Ни в 1985 году, когда я переводил фрагмент из Второй песни «Иерусалима» для упомянутой выше антологии, ни в 2006-м, когда я принялся за полный перевод поэмы, я не обращался к нерифмованному переводу В. Лихачева и не отталкивался от него в своей работе. Поиски строфических и ритмических решений изначально составляли немаловажную часть усилий по привитию итальянской поэзии к русской, и я не мог даже представить себе свой перевод иначе, как октавами с соблюдением всех строфических признаков: тройных созвучий и междустрофного альтернанса (чередования мужских и женских окончаний). Ни при каких обстоятельствах я не согласился бы считать перенос октавы в современные историко-литературные условия педантством – неким изощренным фокусом, отвлекающим от более важных особенностей оригинала. Ни на минуту не забывал я, насколько имя Тассо неотделимо в русской поэзии от устойчивого сочетания «Тассовы октавы» (у Баратынского, Мятлева, Плещеева, Плетнева, Ходасевича, Мандельштама) или «Торкватовы октавы» (у Пушкина, И. Козлова и др.). В этом аспекте мое решение диктовалось не тем, что строфы «Освобожденного Иерусалима», предназначенные изначально для эрудитов, стали баркаролами венецианских гондольеров (а также пастухов, разбойников и другого простого люда), и уж конечно не тем, что «именно гондольеры… – сетовал В. Набоков, – составляют одно из самых плоских общих мест романтизма», и только гений Пушкина смог воскресить «мотив, уже до смерти запетый в Англии и во Франции». Повторю еще раз: без октавы, максимально приближенной (насколько хватало умения и терпения) к непревзойденным одиннадцатисложникам Тассо в их традиционном русском эквиваленте, я не питал ни малейшей надежды донести до читателя красоту и мощь, которыми восхищался и восхищаюсь в бессмертной поэме.
«У великих авторов, – отмечал еще П. Катенин, – форма не есть вещь произвольная, которую можно переменить, не вредя духу сочинения; связь их неразрывна, и искажение одного необходимо ведет за собою утрату другого».
Не думаю, что сегодня стоит возрождать полемику первой половины XIX века и спорить «О возможности ввести Италиянскую октаву в Русское стихосложение» (С. Шевырев, 1831). Не стоит, видимо, и подвергать сомнению или отстаивать безусловные, на мой взгляд, положения книги Корнея Чуковского «Высокое искусство», несмотря на многочисленные попытки последних десятилетий игнорировать этот фундаментальный труд со стороны авторитетных и очень авторитетных ученых и практиков.

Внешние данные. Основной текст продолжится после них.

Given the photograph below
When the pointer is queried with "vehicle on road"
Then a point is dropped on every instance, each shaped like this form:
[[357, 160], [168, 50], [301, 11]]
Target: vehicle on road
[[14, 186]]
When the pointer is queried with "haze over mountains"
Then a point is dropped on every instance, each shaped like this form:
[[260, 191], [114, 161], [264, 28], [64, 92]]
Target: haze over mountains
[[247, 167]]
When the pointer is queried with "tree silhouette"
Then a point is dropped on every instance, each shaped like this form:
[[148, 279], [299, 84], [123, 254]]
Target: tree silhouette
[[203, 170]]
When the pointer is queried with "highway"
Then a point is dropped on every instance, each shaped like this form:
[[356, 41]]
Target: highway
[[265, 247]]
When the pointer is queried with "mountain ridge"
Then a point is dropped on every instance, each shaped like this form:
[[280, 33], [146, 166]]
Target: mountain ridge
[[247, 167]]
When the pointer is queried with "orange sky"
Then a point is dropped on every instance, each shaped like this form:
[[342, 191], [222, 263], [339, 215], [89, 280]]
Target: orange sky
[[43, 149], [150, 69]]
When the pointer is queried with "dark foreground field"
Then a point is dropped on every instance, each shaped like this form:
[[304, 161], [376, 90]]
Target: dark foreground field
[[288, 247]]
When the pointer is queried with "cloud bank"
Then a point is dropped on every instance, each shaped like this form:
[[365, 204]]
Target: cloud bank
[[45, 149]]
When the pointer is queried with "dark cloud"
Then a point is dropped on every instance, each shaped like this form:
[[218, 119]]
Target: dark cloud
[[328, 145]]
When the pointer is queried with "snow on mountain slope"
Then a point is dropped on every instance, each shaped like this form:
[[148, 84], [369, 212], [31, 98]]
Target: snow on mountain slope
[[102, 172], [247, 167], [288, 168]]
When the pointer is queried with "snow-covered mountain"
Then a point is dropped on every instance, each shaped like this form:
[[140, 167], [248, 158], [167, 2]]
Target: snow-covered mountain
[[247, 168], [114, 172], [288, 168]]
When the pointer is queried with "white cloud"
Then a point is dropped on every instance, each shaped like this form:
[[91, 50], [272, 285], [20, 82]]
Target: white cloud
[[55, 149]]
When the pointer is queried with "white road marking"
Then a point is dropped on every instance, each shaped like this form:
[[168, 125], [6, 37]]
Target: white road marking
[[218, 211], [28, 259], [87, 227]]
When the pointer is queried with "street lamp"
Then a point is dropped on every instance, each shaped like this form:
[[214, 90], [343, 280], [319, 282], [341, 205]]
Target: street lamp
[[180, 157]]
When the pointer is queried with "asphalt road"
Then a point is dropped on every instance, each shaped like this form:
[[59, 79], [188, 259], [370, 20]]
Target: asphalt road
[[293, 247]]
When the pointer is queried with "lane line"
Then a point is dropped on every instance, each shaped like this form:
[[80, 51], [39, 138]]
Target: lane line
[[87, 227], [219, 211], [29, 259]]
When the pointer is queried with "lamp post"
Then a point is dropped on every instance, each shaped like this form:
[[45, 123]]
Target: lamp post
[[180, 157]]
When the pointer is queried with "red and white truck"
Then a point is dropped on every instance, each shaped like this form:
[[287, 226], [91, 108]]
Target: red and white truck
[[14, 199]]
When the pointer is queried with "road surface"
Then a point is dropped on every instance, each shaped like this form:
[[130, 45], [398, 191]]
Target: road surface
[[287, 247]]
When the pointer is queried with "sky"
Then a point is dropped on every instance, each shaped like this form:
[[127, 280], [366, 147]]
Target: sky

И перевод «Неистового Роланда» полупрозой, и переложение «Божественной комедии» то силлабикой, то комментированным подстрочником, и прочие эксперименты подобного рода противоречат общей русской тенденции и обречены, по моему глубокому убеждению, на полное забвение. В России, в отличие от европейской практики, «регулярные» стихи принято переводить «регулярными» стихами, а верлибр – верлибром, и переводчик (посредник) не вправе обманывать это читательское ожидание.
Следуя традициям, унаследованным от великих Учителей – от В. Жуковского до А. Штейнберга, – и гордясь этими традициями, при работе над «Освобожденным Иерусалимом» я считал обязательным воспроизводить, насколько это возможно, все параметры подлинника, заменяя их при необходимости русскими аналогами. Афоризм Роберта Фроста «поэзия – это то, что теряется при переводе» был и остается для меня совершенно неприемлемым.
При этом я отдавал себе отчет, что октава – традиционная строфа западноевропейского стихотворного эпоса – под пером русских поэтов лишилась многих классических атрибутов эпопеи и постепенно стала восприниматься как явление скорее лирическое, элегическое, музыкальное (за исключением, пожалуй, «Аула Бастунджи» Лермонтова), а еще чаще трансформировалась в непринужденный, слегка ироничный, доверительный диалог автора с читателем. Русская октава, быть может, и не мелодичней итальянской, но она мелодична по преимуществу.